3. Download the `SAMA 3.1 archive <https://catalog.ldc.upenn.edu/download/91f36443e9aaa1c9f367293485b7528cf9cf15d938fdfb0885d111fb37ec>`_
   (should be called ``LDC2010L01.tgz``).
4. Run ``camel_data -p morphology-db-msa-s31 /path/to/LDC2010L01.tgz``.


Usage
-----

The example below shows how we can now use *calima-msa-s31* after performing the above
post-installation steps.
In this case, we will be using *calima-mas-s31* to diacritize a sentence.

.. code-block:: python

   from camel_tools.morphology.analyzer import Analyzer
   from camel_tools.morphology.database import MorphologyDB
   from camel_tools.disambig.bert import BERTUnfactoredDisambiguator

   # Load the calima-msa-s31 database
   db = MorphologyDB.builtin_db('calima-msa-s31')

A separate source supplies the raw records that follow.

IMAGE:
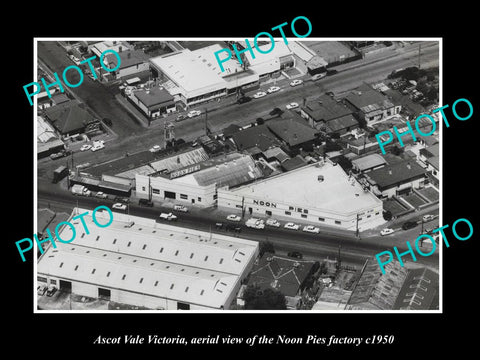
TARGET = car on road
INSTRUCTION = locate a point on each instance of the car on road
(259, 94)
(409, 225)
(292, 106)
(318, 76)
(243, 99)
(273, 89)
(232, 217)
(273, 222)
(386, 231)
(292, 226)
(155, 148)
(194, 113)
(181, 117)
(311, 229)
(119, 206)
(428, 217)
(296, 82)
(181, 208)
(85, 147)
(101, 195)
(168, 217)
(145, 202)
(295, 254)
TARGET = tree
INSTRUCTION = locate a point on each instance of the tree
(266, 246)
(263, 299)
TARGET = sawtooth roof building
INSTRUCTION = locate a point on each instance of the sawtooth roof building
(140, 262)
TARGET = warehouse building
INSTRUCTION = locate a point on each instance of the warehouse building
(320, 193)
(139, 262)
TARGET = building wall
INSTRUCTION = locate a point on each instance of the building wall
(257, 207)
(184, 193)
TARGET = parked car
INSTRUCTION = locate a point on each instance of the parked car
(409, 225)
(194, 113)
(295, 254)
(119, 206)
(85, 147)
(244, 99)
(101, 195)
(428, 217)
(386, 231)
(181, 117)
(168, 217)
(292, 226)
(296, 82)
(311, 229)
(234, 218)
(273, 89)
(259, 94)
(145, 202)
(155, 148)
(181, 208)
(273, 222)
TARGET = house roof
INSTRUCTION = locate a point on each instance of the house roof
(68, 117)
(280, 273)
(393, 174)
(291, 131)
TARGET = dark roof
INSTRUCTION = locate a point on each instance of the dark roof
(325, 109)
(155, 96)
(398, 173)
(280, 273)
(68, 117)
(291, 131)
(418, 290)
(127, 58)
(256, 136)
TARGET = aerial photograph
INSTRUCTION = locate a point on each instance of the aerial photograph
(229, 175)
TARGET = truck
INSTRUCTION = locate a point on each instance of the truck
(59, 174)
(81, 190)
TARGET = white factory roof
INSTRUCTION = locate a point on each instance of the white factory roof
(140, 255)
(337, 193)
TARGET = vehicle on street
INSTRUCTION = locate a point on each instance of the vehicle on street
(292, 226)
(181, 117)
(318, 76)
(119, 206)
(311, 229)
(244, 99)
(428, 217)
(155, 148)
(193, 113)
(386, 231)
(255, 223)
(273, 89)
(409, 225)
(101, 195)
(259, 94)
(168, 217)
(273, 222)
(181, 208)
(81, 190)
(295, 254)
(234, 218)
(145, 202)
(296, 82)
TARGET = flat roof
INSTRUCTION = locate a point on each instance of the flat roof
(336, 193)
(139, 255)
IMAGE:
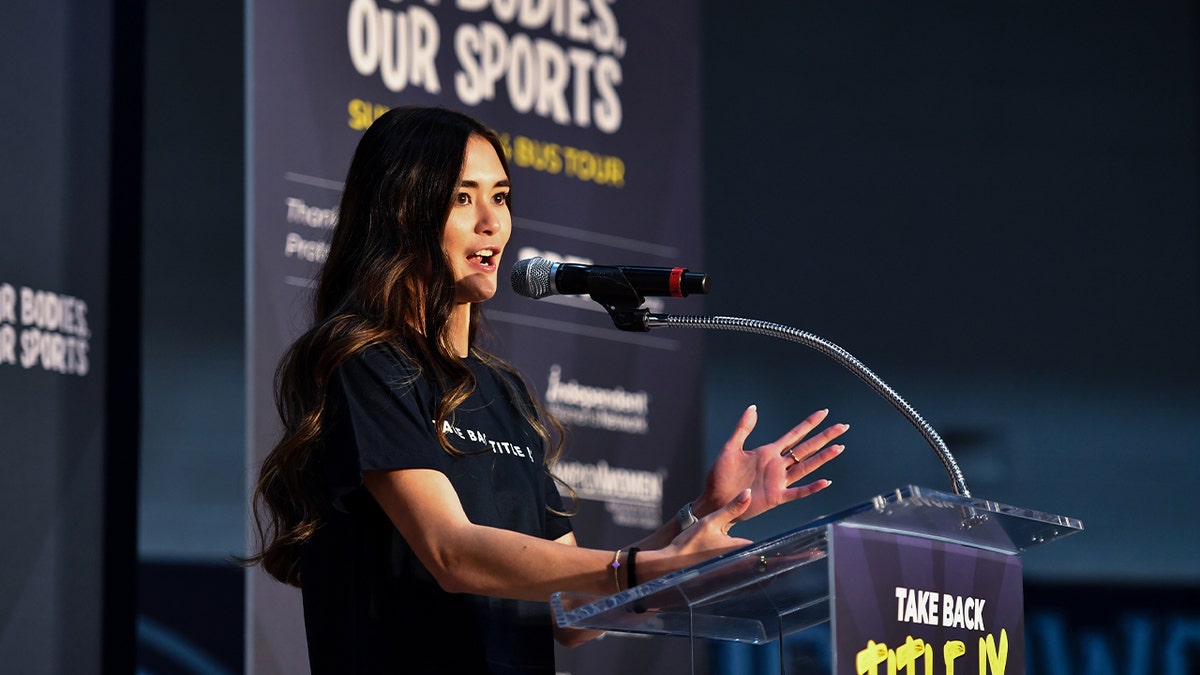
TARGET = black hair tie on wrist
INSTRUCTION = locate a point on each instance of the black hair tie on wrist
(631, 562)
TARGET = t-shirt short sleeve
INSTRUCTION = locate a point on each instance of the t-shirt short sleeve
(389, 408)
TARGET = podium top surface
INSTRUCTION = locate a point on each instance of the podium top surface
(780, 585)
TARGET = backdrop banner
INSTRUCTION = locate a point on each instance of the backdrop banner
(598, 106)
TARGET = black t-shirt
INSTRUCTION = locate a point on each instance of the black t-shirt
(370, 604)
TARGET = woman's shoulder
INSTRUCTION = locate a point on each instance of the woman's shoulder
(385, 360)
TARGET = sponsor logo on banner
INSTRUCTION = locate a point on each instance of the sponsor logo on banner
(597, 407)
(633, 497)
(319, 221)
(43, 329)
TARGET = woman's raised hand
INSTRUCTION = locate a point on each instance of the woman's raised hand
(769, 471)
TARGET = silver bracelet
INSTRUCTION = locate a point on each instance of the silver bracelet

   # Create an analyzer instance using the calima-msa-s31 database
   analyzer = Analyzer(db, 'ADD_PROP', cache_size=100000)

   # Load the pretrained MSA BERT disambiguator
   disambig = BERTUnfactoredDisambiguator.pretrained(model_name='msa', pretrained_cache=False)

   # Replace the default analyzer with the calima-msa-s31 analyzer
   disambig.set_analyzer(analyzer)

   # Disambiguate sentence
   sentence = 'سوف نقرأ الكتب'.split()
   sentence_disambig = disambig.disambiguate(sentence)

   # Extract diacritized words
   sentence_diacritized = [d.analyses[0].analysis['diac'] for d in sentence_disambig]
   print(' '.join(sentence_diacritized))